Opinion: Corporations are The Problem
By John H. St.John
Bush Watch
10/12/05
No one owns a corporation. It was made that way to avoid the liability that is inherent in ownership. A common stockholder is not an owner, he is an investor. The CEO is an employee hired by the board of directors to take the heat for any decisions that would ordinarily be suffered by an owner. He is responsible for the infamous bottom line, and while he might be perfectly normal at home, he must be a sociopath while on the job. As a legal person, the corporation retains the animal instinct for survival without any human weakness, like having a love for one's fellow man. Humans fear and hate war, if they are normal, but war has become a necessity to the survival of the corporations.

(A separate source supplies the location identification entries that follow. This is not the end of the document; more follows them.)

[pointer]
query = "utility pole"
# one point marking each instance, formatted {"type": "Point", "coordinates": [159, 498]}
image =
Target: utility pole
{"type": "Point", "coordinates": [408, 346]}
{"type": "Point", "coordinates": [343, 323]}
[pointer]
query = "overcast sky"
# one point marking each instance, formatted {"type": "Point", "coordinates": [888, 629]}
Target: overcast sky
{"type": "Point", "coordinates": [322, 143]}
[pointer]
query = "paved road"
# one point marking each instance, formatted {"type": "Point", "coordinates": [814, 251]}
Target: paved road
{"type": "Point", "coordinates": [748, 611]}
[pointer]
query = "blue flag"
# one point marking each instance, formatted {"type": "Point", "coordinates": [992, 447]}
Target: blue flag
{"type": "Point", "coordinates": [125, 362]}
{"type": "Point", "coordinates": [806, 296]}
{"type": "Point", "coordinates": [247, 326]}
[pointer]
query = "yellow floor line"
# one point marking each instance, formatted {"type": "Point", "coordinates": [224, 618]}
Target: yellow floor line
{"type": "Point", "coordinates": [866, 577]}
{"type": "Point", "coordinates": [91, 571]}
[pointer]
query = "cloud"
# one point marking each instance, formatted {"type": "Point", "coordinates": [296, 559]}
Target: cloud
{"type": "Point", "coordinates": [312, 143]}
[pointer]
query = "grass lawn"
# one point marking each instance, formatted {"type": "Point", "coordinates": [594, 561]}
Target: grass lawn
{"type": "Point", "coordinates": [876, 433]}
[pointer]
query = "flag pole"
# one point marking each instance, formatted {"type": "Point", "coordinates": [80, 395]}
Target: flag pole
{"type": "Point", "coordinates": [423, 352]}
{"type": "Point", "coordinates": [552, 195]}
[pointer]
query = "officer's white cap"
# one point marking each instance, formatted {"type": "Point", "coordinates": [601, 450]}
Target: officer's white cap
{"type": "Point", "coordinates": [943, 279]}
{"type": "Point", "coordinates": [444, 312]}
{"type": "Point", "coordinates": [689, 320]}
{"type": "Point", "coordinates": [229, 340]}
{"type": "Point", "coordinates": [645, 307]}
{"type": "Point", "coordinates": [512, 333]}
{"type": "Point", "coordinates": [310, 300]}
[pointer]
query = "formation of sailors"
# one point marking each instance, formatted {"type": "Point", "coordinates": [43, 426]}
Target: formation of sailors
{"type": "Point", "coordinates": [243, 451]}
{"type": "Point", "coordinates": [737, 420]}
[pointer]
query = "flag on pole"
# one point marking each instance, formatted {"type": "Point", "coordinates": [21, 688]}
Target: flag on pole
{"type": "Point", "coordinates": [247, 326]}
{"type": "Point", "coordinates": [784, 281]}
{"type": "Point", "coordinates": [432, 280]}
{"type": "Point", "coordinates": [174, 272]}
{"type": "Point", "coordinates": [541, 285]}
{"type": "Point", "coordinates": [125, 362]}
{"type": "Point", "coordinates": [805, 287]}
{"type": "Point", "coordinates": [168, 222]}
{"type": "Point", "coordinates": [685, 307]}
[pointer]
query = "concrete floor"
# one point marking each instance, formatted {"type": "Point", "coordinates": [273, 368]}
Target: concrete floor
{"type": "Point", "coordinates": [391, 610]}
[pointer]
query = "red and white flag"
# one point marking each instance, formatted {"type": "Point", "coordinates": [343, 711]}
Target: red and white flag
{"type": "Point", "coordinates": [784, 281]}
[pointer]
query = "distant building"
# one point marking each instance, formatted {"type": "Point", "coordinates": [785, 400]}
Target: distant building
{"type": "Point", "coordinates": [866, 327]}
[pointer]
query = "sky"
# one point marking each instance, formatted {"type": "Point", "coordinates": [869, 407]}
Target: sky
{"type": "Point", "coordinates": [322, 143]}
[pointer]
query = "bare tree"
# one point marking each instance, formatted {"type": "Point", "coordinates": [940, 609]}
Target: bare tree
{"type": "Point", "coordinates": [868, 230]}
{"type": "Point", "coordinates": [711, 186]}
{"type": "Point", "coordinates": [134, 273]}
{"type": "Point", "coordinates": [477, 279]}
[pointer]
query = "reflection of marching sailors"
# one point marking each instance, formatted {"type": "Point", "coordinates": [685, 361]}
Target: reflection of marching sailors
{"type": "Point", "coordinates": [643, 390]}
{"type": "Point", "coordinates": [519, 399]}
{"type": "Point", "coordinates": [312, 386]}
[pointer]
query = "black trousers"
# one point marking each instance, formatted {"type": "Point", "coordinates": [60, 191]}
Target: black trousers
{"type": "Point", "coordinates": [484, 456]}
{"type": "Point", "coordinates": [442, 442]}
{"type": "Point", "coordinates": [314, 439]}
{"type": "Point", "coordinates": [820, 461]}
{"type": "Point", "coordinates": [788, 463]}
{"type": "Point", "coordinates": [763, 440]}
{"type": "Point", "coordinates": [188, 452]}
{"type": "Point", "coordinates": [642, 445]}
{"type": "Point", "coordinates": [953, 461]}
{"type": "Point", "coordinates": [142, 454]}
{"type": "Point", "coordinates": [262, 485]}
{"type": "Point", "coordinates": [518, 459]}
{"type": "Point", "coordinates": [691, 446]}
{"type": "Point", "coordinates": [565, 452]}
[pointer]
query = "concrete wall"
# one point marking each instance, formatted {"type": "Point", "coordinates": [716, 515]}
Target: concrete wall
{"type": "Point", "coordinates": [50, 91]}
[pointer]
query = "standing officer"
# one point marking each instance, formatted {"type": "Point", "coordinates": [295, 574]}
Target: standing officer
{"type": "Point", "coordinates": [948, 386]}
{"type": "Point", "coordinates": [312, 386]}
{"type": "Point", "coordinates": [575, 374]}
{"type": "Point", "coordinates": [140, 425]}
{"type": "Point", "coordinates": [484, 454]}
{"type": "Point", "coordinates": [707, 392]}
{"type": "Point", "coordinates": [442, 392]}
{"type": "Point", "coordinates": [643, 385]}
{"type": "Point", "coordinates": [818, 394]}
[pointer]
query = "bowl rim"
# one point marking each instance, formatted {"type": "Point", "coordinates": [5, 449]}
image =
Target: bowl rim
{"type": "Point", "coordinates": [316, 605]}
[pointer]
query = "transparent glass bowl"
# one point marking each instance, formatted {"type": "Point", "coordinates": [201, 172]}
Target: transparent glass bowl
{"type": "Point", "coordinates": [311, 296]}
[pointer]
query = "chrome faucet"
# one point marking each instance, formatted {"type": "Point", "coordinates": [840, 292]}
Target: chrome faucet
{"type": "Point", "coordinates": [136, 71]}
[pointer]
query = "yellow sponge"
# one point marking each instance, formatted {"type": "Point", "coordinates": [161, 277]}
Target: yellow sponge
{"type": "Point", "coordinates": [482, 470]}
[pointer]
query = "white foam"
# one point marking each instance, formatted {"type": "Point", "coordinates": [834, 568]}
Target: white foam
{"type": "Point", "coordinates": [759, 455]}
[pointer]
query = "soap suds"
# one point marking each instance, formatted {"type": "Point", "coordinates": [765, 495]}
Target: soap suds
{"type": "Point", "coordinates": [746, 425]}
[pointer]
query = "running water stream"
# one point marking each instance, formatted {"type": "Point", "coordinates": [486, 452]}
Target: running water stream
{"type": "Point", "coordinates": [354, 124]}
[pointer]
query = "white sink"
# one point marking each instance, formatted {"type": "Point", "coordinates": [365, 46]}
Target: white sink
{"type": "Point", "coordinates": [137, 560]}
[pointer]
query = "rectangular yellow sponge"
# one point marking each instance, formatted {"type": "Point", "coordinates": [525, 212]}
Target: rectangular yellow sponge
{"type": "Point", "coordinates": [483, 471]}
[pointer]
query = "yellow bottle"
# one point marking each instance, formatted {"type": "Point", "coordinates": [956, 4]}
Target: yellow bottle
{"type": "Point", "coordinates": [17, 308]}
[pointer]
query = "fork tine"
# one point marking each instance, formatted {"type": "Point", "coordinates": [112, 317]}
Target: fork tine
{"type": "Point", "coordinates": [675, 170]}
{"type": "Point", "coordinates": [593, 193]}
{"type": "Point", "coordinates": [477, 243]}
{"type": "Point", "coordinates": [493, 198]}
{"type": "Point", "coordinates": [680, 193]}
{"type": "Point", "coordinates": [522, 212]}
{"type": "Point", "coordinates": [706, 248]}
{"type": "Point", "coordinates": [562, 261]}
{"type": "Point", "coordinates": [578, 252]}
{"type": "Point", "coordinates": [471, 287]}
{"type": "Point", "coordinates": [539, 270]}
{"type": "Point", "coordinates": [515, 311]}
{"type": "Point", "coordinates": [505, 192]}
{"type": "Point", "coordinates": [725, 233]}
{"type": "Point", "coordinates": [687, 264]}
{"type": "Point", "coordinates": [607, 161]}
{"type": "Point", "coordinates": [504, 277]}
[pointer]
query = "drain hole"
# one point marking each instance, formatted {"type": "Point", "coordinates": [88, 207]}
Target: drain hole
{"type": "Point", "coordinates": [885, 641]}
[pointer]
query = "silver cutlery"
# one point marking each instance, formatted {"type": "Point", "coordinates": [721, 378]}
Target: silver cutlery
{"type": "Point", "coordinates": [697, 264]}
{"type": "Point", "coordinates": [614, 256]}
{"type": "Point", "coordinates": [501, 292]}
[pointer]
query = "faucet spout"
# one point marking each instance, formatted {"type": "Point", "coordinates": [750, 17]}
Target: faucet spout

If we work for a corporation we seek to advance within the organization and give credit to the company for all of the benefits enjoyed. If we are consumers we are delighted with the many products available to us at the mall. If we are politicians we depend upon the corporations to finance our campaigns. That is why it is almost unthinkable for us to consider living in a world without them. Nevertheless corporations have to go. Business has to be conducted by individuals and organizations that have owners. The obvious solution is for the corporation to become owned by the people who form the body of the machine. This could be done in a number of ways, one of them is The Take, an Argentine invention. Another is for the government to punish a criminal act of a corporation by taking it over and making it into a cooperative.